Disappointments of 2007 fail to faze the Middle East

While it has been a year of growing uncertainty for the global airfreight market, interest and activity in the Middle East industry has on the surface continued to excel.
Disappointments of 2007 fail to faze the Middle East
By Alex Hawkes
Sat 01 Dec 2007 04:00 AM

While it has been a year of growing uncertainty for the global airfreight market, interest and activity in the Middle East industry has on the surface continued to excel.

In this month's edition of Air Cargo Middle East & India, leading cargo airlines share their thoughts and reservations on the current conditions of the industry. Confronted by the uncomfortable pressure of faltering economies in the US and Europe, many are nervously eyeing the future and preparing for the stone cold reality that capacity could continue to outstrip overall demand.
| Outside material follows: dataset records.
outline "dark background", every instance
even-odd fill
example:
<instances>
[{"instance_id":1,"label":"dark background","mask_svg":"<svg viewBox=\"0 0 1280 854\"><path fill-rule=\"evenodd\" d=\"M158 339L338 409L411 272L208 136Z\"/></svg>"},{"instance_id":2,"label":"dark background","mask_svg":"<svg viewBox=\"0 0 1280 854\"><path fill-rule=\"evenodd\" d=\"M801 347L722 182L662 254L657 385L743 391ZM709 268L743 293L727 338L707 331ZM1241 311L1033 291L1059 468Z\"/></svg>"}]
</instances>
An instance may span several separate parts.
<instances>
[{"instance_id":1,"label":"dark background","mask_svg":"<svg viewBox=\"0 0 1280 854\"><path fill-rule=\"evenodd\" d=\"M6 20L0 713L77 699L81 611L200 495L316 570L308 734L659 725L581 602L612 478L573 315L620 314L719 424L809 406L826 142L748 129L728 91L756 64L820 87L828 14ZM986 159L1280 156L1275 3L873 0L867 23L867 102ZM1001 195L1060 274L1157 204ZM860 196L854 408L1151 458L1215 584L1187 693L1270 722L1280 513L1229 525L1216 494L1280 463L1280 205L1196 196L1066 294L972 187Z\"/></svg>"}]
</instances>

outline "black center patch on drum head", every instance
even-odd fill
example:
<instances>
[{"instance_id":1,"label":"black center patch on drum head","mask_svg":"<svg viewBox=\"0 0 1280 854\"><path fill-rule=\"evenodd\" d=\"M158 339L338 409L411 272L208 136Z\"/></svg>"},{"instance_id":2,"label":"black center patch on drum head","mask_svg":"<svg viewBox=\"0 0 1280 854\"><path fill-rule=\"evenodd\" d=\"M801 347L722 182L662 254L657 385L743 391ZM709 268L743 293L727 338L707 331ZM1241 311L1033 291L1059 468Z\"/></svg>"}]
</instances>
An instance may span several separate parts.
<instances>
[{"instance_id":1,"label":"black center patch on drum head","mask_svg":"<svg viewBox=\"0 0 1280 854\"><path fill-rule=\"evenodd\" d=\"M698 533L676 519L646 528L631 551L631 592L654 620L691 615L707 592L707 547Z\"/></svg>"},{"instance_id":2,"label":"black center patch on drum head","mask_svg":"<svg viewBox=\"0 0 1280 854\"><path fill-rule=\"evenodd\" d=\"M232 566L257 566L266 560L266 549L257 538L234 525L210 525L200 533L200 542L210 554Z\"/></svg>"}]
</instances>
The general consensus seems to be that pushing the panic button just yet would be premature. Warning signs have surfaced throughout the year - the constant announcements from airlines increasing fuel surcharges or growing public scrutiny towards the industry's environmental impact - but as proven in the past, the airfreight market is only as healthy as the economy it operates within. If the euro and especially the dollar recover next year, business plans will immediately differ.

Unfortunately being the most efficient form of transporting goods over long distances means airfreight comes with its additional costs. Quality and value of service aside, cargo operators are at all times aware that if a customer is under financial strain, cutting costs will often begin by evaluating other modes of transport. The flip side of the coin is during times of prosperity investors are immediately attracted to airfreight's obvious time saving qualities.

Experiencing phenomenal growth in 2007, such concerns failed to faze the Middle East. Leading regional players, such as Etihad and Emirates, have continued with fierce expansion policies both in terms of aircrafts and destinations. The year has also seen much bold action from the likes of Oman Air and Royal Jordanian as they set about strengthening their respective national cargo offerings. With a new cargo airline entering the market this very month, it is safe to claim that the threat of capacity outstripping demand does not seem a dominant thought on this side of the globe.

Looking further ahead, the goliath airport that will appear at Jebel Ali is a brave statement to the world that the industry in the Middle East believes demand will only continue to escalate. A record-breaking cargo hub in a way that only Dubai knows how, it reiterates a positive vision of the future, one in which the airfreight market looks sure to thrive.